Friday, December 16, 2005

CATATAN: street life of Pasar Minggu2

Lagi, aku lewat di jalan con block sepanjang sisi stasiun Pasar Minggu. Sudah lama aku tak lewat sana. Kalaupun lewat, aku tak melihat lagi anak bayi itu bersama ibunya disana, terutama sejak lebaran lalu. Syukurlah. Aku berharap seseorang menolongnya. memberi tempat buat mereka.

Tapi kemarin, aku menggigil. Tak sengaja aku alihkan pandangan. ternyata mereka masih disana. Di balik pohon, ketika gerimis turun, tanpa payung. Duduk di rerumputan, dengan angin malam bulan desember yang menusuk tulang.

Aku menggigil. Bukan oleh tetes-tetes air yang turun. Aku berbisik pada suamiku yang kebetulan malam itu menjemputku ke kantor. "Mereka disitu," kataku. Tenggorokanku kelu. Mataku berkaca-kaca. Aku begitu sedih, menyesali ketidakmampuanku yang begitu besar. Aku ternyata tak pernah berbuat apa-apa untuk menolongnya. Kalau aku ingin menolong, bagaimana caranya? memberi mereka makanan dan pakaian ketika aku lewat, itukah sebentuk pertolongan? Aku pikir tidak.

Ada yang lebih penting. Mengentaskan mereka dari jalanan. Membuat mereka tahu merasakan arti home. Tapi bagaimana caranya? Aku benar-benar tidak tahu. "mama kan jurnalis. Mungkin bisa dnegan cara angkat mereka?" ujar suamiku. Aku makin sedih. Semestinya begitu. Tapi maslaahnya, cerita seperti itu akan dianggap berita koran, bukan majalah.

Aku pernah bicara dengan atasanku di kantor mengenai seorang ibu dan bayinya di jalanan Jakarta untuk ditulis atau apalah supaya mendapat pertolongan. Tapi responnya tak antusias.
Apalagi ketika kukatakan, barangkali Ibu si anak gila atau setidaknya kurang ingatan dilihat dari tingkah lakunya.

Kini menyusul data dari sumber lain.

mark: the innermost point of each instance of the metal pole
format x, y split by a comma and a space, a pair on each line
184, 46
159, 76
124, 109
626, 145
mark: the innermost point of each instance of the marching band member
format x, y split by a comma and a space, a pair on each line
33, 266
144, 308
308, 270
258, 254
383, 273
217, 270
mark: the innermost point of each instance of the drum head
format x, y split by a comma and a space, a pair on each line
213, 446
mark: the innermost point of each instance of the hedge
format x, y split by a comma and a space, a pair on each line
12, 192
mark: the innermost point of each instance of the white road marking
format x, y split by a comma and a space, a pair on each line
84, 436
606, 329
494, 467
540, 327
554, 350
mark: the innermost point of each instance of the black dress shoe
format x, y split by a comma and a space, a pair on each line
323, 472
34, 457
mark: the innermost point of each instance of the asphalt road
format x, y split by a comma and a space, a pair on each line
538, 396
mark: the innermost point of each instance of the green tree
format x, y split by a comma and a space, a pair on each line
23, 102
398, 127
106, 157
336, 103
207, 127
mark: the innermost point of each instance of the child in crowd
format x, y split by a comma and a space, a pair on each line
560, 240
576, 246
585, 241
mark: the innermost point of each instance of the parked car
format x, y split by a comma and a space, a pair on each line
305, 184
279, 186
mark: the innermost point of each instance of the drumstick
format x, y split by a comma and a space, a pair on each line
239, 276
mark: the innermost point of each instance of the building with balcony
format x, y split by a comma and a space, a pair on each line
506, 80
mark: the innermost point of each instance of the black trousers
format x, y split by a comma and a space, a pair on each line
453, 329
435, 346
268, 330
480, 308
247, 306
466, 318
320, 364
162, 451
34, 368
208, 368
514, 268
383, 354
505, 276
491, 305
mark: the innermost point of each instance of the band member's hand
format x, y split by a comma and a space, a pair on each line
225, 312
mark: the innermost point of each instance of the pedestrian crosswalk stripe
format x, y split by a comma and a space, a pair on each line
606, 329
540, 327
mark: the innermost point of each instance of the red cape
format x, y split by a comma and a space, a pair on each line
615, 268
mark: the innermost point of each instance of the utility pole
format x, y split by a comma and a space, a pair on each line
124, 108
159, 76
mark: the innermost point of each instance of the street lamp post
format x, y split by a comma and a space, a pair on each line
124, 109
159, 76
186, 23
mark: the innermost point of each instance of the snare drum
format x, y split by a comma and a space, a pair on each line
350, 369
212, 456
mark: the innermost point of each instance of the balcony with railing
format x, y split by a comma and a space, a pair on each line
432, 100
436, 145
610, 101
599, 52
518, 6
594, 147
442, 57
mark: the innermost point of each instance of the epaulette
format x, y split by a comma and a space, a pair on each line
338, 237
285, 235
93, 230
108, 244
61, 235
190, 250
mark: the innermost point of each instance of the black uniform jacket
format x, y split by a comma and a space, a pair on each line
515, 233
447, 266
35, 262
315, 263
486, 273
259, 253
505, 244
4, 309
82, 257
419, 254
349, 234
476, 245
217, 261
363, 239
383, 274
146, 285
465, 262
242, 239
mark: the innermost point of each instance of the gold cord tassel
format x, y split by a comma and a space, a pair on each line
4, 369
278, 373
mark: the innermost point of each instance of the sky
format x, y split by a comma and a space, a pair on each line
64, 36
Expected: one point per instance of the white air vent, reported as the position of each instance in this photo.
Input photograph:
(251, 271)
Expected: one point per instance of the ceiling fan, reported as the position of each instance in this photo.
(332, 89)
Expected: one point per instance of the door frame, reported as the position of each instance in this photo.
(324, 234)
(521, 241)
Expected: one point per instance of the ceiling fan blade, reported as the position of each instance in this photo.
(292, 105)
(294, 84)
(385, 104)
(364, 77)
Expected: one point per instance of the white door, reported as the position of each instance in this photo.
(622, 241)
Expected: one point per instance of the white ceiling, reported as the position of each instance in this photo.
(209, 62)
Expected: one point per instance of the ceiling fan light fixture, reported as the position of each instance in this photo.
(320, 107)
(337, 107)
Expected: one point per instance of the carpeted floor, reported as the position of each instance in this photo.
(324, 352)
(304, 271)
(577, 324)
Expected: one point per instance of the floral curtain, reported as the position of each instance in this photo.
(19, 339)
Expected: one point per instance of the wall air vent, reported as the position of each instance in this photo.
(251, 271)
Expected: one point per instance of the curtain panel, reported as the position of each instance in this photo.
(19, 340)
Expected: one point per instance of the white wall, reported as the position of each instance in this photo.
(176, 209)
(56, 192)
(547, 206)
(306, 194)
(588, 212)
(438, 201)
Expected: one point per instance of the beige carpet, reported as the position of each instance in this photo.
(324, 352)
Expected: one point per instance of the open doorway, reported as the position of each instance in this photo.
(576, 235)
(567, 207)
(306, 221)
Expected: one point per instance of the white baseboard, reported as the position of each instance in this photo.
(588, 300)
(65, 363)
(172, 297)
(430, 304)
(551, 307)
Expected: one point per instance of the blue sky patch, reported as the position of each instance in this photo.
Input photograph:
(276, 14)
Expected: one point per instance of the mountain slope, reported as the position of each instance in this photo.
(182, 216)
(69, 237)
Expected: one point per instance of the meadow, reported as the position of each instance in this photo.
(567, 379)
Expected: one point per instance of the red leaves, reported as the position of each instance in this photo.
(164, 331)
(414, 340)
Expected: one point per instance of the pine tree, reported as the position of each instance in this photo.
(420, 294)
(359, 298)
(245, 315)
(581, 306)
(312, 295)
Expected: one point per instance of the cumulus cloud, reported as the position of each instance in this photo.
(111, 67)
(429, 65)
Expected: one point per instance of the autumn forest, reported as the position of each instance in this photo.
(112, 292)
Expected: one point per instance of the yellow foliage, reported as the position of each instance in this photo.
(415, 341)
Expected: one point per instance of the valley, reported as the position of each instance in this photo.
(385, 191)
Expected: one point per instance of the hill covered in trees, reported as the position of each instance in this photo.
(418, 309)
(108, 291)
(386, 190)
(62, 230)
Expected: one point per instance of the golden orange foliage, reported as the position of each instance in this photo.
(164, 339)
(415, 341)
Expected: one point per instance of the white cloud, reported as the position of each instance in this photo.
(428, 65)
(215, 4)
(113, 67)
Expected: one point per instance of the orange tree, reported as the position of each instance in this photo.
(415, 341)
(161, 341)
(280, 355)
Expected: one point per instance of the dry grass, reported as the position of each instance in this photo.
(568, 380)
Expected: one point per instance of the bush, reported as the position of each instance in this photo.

Lantas apalagi yang bisa kulakukan? Akankah aktivis hak perempuan dan anak menoleh ke arah mereka? Mungkin, jika telah diangkat media. Karena publikasi kadangkala alasannya, bukan kemanusiaan. Apakah menunggu kejadians eperti Supriyanto dipublikasikan media, demi mendapat sorotan, lantas beramai-ramai memberitakan, ramai-ramai mengulurkan tangan?

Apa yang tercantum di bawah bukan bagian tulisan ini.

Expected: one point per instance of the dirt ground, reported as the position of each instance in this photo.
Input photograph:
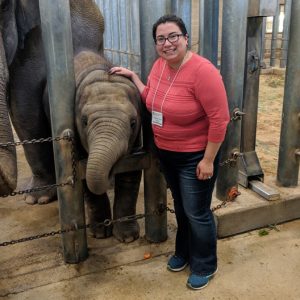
(261, 264)
(271, 94)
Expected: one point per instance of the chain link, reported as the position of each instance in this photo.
(231, 160)
(108, 222)
(45, 140)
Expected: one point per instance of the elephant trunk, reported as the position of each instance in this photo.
(103, 154)
(8, 161)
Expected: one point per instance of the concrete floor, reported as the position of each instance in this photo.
(250, 266)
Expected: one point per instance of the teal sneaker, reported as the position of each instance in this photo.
(198, 282)
(176, 263)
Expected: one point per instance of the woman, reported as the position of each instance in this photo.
(186, 97)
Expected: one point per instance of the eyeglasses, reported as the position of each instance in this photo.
(172, 38)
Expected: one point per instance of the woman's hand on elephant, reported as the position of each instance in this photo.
(121, 71)
(129, 74)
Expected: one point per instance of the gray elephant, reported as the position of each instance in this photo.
(107, 111)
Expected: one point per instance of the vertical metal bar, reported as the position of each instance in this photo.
(148, 16)
(57, 39)
(208, 29)
(288, 160)
(232, 69)
(263, 40)
(155, 192)
(286, 32)
(274, 36)
(183, 9)
(251, 88)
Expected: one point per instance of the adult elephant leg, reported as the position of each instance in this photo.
(8, 160)
(31, 122)
(98, 210)
(126, 194)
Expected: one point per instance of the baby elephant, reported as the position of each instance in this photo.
(108, 122)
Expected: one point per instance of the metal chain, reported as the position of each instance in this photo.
(45, 140)
(231, 160)
(108, 222)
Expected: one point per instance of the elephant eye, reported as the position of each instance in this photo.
(84, 121)
(4, 5)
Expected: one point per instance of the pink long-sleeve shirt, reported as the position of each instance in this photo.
(195, 109)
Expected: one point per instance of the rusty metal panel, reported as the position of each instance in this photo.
(262, 8)
(122, 32)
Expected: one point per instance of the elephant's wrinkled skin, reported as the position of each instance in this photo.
(26, 87)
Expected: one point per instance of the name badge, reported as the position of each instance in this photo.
(157, 118)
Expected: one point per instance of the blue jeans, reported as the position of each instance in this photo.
(196, 238)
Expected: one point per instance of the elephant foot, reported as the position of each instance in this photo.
(100, 231)
(126, 232)
(41, 197)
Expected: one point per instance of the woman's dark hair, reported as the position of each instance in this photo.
(171, 19)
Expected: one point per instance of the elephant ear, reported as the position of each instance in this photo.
(27, 18)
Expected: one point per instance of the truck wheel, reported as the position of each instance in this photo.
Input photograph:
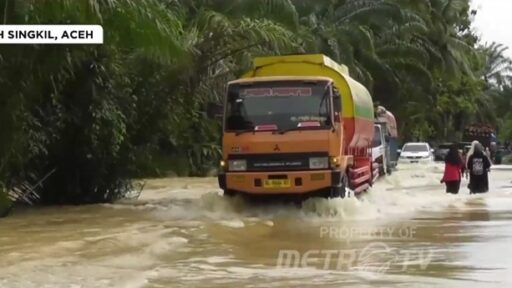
(340, 191)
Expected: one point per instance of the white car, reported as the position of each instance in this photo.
(416, 152)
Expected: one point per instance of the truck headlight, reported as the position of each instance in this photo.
(237, 165)
(318, 163)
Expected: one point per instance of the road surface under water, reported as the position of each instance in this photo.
(182, 233)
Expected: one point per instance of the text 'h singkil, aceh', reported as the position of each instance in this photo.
(51, 34)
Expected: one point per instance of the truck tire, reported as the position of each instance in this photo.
(340, 191)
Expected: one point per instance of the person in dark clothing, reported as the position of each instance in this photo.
(453, 170)
(478, 165)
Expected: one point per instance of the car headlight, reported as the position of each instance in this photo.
(237, 165)
(318, 163)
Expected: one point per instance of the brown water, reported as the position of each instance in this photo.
(182, 233)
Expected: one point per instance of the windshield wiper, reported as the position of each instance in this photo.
(239, 132)
(300, 128)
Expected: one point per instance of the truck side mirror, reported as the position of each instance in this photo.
(214, 110)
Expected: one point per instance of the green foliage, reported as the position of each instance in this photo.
(102, 115)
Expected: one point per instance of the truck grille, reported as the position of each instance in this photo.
(278, 162)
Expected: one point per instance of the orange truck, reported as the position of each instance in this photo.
(296, 125)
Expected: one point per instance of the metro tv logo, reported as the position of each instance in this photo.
(51, 34)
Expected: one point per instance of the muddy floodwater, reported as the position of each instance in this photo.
(405, 232)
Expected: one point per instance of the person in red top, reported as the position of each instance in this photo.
(453, 170)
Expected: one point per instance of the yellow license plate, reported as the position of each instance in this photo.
(276, 183)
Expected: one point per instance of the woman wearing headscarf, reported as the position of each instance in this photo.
(478, 165)
(453, 170)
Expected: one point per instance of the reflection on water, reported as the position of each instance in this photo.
(182, 233)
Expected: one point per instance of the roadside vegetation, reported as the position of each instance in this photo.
(134, 107)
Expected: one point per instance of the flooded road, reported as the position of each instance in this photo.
(182, 233)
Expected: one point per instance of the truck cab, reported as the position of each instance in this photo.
(296, 125)
(282, 134)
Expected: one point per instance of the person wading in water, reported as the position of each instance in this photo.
(453, 170)
(478, 165)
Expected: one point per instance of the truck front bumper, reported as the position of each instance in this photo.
(296, 182)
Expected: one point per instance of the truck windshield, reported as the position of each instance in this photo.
(284, 105)
(415, 148)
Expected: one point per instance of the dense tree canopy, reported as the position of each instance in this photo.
(103, 114)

Aku kelu. Aku tak berbuat apa-apa pada mereka. Sempat terpikir kalau membawa mereka ke panti asuhan. tapi saya berpikir, kemungkinan besar anaknya saja yang diterima. Tanpa ibunya. Padahal aku pikir, berbulan-bulan aku melihat mereka di jalanan berdua, kadang diayun-ayun, dipeluk, kadang digeletakin, tapi mereka selalu berdua. Kadang terlintas, barangkali ibunya mampu bertahan hidup dan melalui masa-masa sulit karena ada anaknya. Apakah sang ibu pernah punya harapan? Barangkali sang anak itulah penopang kekuatannya. Yach, itu semua hanya barangkali dan barangkali.

Adakah yang tahu sebuah panti sosial yang memungkinkan mereka berdua hidup bersama, dalam sebuah tempat yang bisa disebut home? Adakah tempat yang bisa menerima mereka jauh dari ancaman preman-preman yang siap menerkam ibunya, jauh dari asap knalpot yang menggerogoti paru-paru si bayi, jauh dari ketakutan hidup di jalanan? Help them!